A nervous programmer apologised for disturbing his sleep. But, she went on to say, she was following Granger’s own explicit orders.

By the time he put the phone down again, Granger was no longer angry.

He was smiling to himself as he reached for his cyber-kinetic legs, attached them to his stumps. This was finally it, he thought. The day he had been waiting for.

The Southern Corner’s long-range sensors – brought back online by Granger only three days ago – had detected the approach of some twenty vehicles across the desert. The Guardians were coming.

He had expected them sooner. He had overestimated them. His enemies had given him plenty of time to prepare for them.

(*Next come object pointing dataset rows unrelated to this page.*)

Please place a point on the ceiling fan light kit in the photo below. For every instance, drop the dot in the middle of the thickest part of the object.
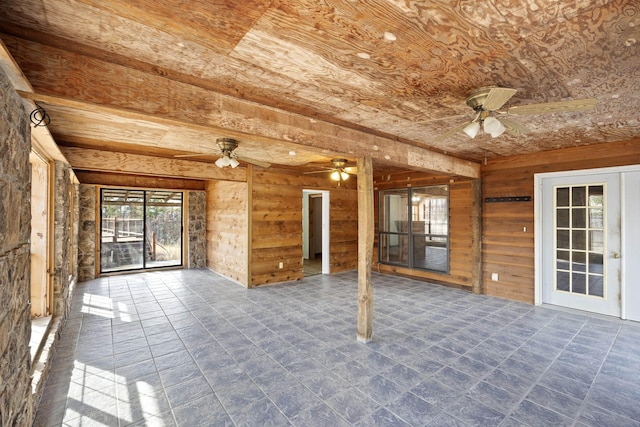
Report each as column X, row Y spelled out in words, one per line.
column 489, row 100
column 472, row 129
column 493, row 127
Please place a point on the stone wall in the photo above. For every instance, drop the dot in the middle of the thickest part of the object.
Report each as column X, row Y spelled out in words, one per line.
column 65, row 218
column 197, row 226
column 16, row 404
column 87, row 233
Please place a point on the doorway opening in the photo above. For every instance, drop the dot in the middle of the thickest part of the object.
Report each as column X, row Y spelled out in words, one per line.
column 315, row 232
column 587, row 240
column 41, row 284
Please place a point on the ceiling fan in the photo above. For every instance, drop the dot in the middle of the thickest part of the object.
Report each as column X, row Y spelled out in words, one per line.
column 487, row 103
column 340, row 171
column 227, row 155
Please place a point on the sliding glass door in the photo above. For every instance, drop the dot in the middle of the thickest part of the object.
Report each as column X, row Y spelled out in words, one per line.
column 140, row 229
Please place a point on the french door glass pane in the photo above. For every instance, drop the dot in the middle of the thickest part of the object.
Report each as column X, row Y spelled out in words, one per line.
column 579, row 245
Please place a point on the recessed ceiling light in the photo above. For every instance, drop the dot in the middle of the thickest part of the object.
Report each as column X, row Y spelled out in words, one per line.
column 390, row 36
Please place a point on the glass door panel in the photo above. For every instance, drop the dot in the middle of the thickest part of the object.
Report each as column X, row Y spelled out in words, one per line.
column 140, row 229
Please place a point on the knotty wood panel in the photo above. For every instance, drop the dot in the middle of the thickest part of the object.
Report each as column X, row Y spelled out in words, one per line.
column 227, row 229
column 509, row 250
column 277, row 224
column 460, row 227
column 121, row 180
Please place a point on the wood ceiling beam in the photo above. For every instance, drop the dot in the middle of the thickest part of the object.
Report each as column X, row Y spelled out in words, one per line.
column 59, row 76
column 136, row 164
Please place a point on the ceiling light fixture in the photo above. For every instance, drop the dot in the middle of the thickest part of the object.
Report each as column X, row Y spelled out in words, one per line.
column 388, row 36
column 493, row 126
column 490, row 125
column 472, row 129
column 339, row 175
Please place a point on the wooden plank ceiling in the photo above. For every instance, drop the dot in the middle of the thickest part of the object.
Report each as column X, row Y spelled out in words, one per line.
column 328, row 78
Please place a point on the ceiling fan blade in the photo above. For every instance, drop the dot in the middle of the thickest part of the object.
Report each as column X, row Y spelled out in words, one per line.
column 312, row 172
column 254, row 162
column 554, row 107
column 513, row 127
column 457, row 116
column 497, row 97
column 184, row 156
column 452, row 131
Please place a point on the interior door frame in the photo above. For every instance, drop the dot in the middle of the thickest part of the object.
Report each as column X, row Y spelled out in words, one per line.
column 326, row 243
column 537, row 203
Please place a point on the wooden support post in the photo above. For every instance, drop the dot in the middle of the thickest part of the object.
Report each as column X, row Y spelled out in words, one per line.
column 476, row 236
column 365, row 249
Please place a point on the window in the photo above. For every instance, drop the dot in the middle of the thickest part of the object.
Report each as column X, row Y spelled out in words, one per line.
column 414, row 227
column 140, row 229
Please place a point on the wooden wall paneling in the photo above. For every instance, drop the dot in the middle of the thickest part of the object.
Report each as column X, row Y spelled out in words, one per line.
column 277, row 224
column 227, row 229
column 138, row 181
column 507, row 248
column 461, row 242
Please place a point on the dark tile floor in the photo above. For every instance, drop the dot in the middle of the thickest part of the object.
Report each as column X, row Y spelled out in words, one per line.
column 190, row 348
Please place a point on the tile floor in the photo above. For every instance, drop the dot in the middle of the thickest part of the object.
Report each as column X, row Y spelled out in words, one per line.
column 190, row 348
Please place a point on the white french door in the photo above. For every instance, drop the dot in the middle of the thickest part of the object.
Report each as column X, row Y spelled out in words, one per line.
column 580, row 242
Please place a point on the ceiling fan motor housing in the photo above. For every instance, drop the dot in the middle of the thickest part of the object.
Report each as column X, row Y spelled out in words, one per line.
column 227, row 145
column 477, row 97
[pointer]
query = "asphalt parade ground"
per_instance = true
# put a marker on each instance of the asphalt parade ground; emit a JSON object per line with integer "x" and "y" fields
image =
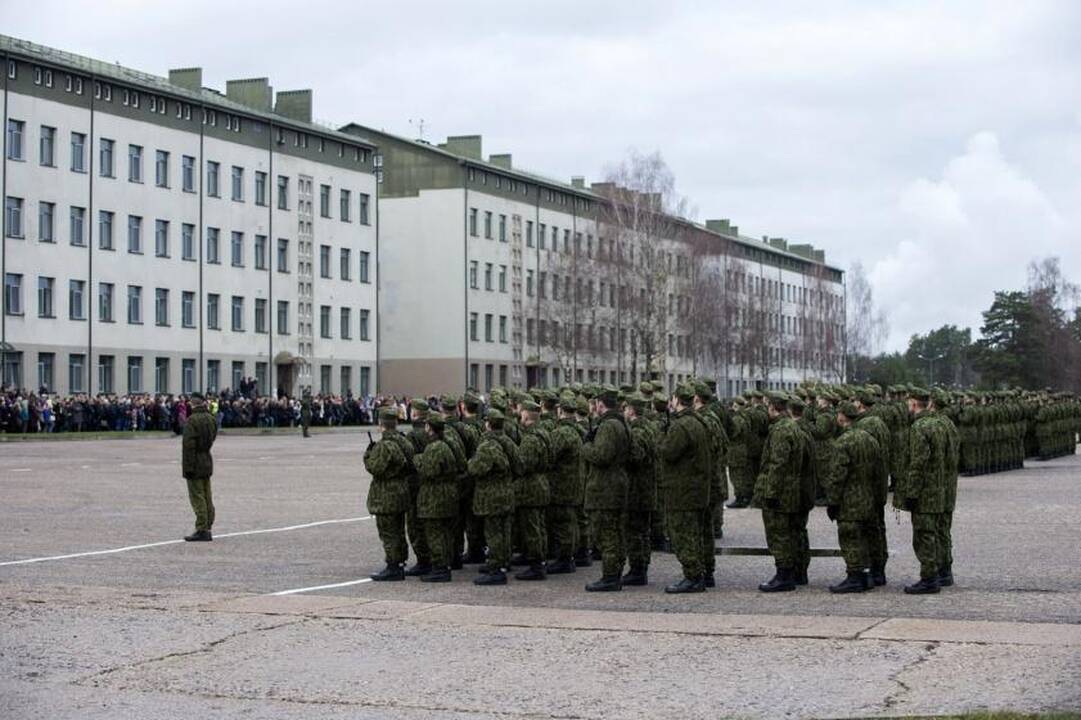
{"x": 107, "y": 613}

It was perfect, thought Granger. He would personally direct his Millennials into battle. The Guardians would be crushed, and news of their defeat would spread across the virtual world. That would set an example to the remaining dissidents. It would show them that Granger was not to be messed with. It would show everyone that his position, his power, was unassailable.

The sun was going down. It was almost time.

Ayers Rock had been visible, through the clear plastic canopy of the land yacht’s cockpit, for some miles now. It had taken far longer than Sam had expected to reach it. She had underestimated its sheer size. Now, however, she could see the security fences that ringed the rock – and the facility within it.

She looked back at Jonah. He was still slumped in his seat, meta-tranced.

She looked down at the pistol she was cradling in her lap. Her dad’s pistol. Sam had taken it from the comatose Axel’s pocket. She would have to use it, soon.

For the past two days, since her dad had been lost, Sam had been putting on an act. She had had to affect a confidence she didn’t feel. She had had to appear strong, or else the Guardians wouldn’t have followed her.

The truth was, Sam had never fired a gun in anger before.

Oh, she knew what to do. Her dad had tutored her in the use of a variety of weapons. They had spent many hours on virtual shooting ranges and in combat simulations. Sam could have stripped down Axel’s pistol, cleaned it and reassembled it in a matter of minutes. But to aim it at someone – a living, breathing human being, not a computer construct – and to squeeze that trigger... She didn’t know if she could do that.

There was only one way through the electric fences: a security checkpoint across the desert highway, manned by two figures in black fatigues. Sam could see more figures – just dots from this distance, like ants – swarming down the side of the rock.

She turned back to Jonah. ‘If you’re going to do something,’ she muttered through clenched teeth, although she knew he couldn’t hear her, ‘now would be a good time.’

The sun still shone upon the Island of the Uploaded. Jonah was painfully aware, however, of the passing of time in the real world. It was sunset in the Australian Northern Territories. He was almost out of time. He had done nowhere near enough.

The avatars of the dead were still coming to him.

Jonah waited for them in a quiet forest clearing and they gathered around him, forty or fifty of them. It was something. It meant his grandmother was still spreading the word about him. She hadn’t forgotten, as Jonah had feared she might.